London, UK: Tate puts sunflower seeds off limits due to health concerns

Tate puts sunflower seeds off limits due to health concerns
The museum announced this morning that visitors can no longer walk over Chinese artist Ai Weiwei’s installation because of fears of creating ceramic dust

By Anny Shaw | Web only
Published online 15 Oct 10 (News)

A child plays with the porcelain seeds in Tate’s Turbine Hall

Ai Weiwei’s Turbine Hall installation of 100 million hand-made porcelain sunflower seeds, which visitors were invited to trample over, has been declared off limits because of health and safety fears over ceramic dust. Museum-goers will now only be able to view the Tate commission from the bridge above the hall.

In a statement released this morning Tate said: “Although porcelain is very robust, the enthusiastic interaction of visitors has resulted in a greater than expected level of dust in the Turbine Hall. Tate has been advised that this dust could be damaging to health following repeated inhalation over a long period of time. In consequence, Tate, in consultation with the artist, has decided not to allow visitors to walk across the sculpture.”

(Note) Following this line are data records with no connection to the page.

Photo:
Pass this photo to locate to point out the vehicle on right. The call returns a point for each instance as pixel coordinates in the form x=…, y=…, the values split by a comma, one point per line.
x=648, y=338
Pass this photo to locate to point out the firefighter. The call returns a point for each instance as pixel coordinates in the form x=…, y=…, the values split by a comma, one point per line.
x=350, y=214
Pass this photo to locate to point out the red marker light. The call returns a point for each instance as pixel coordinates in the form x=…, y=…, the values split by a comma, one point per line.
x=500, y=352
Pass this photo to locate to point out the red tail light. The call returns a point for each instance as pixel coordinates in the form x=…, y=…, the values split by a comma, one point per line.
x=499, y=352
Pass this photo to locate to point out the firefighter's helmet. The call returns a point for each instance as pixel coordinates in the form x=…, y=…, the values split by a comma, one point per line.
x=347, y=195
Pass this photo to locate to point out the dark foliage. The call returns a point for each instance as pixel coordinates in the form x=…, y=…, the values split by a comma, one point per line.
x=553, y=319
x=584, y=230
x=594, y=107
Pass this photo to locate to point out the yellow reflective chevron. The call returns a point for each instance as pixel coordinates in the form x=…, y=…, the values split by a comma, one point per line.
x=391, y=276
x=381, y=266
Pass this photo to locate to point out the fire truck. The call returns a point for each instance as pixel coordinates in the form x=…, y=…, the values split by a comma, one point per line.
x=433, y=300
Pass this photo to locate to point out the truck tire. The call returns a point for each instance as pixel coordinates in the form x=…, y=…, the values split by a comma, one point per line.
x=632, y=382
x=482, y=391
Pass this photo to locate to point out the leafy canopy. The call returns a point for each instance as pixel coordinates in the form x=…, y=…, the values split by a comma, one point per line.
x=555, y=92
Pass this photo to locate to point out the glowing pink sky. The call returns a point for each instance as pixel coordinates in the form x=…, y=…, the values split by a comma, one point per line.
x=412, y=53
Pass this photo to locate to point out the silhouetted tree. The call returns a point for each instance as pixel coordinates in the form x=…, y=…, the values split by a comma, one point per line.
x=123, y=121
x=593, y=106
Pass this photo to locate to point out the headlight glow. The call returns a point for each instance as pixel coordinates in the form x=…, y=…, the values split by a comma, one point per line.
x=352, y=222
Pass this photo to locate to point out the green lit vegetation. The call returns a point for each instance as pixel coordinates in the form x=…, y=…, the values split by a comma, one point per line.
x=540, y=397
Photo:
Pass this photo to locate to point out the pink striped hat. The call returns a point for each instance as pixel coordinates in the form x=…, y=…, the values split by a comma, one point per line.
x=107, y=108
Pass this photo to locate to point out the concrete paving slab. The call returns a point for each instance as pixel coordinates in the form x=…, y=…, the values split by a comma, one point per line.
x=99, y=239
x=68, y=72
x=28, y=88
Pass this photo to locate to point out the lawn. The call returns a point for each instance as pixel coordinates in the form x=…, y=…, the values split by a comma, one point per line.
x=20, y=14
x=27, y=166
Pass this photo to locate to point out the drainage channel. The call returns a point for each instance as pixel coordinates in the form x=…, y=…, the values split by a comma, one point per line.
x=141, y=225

Members of staff who raked over the installation during the opening on Monday night wore masks to protect themselves from the dust, which rose in plumes as they moved over the sculpture.

However, according to Ai Weiwei, Tate had expressed concern when it became apparent people were pocketing the ceramic seeds prior to the closure of the hall yesterday. “They are afraid that if it continues, people might not be able to see the the same exhibition in a month,” he said at the VIP opening of Frieze Art Fair. Somewhat presciently, when asked whether he was anxious about visitors to the Tate filling their pockets, he quipped that he was only worried people might try to eat them and then sue the Tate if they fell ill.

The closure of the Turbine Hall comes as former Tory minister Lord Young’s health and safety review, which aims to restore common sense to Britain’s compensation culture, was published this morning. The report highlighted a “growing fear” among business owners of having to pay out for unreasonable claims.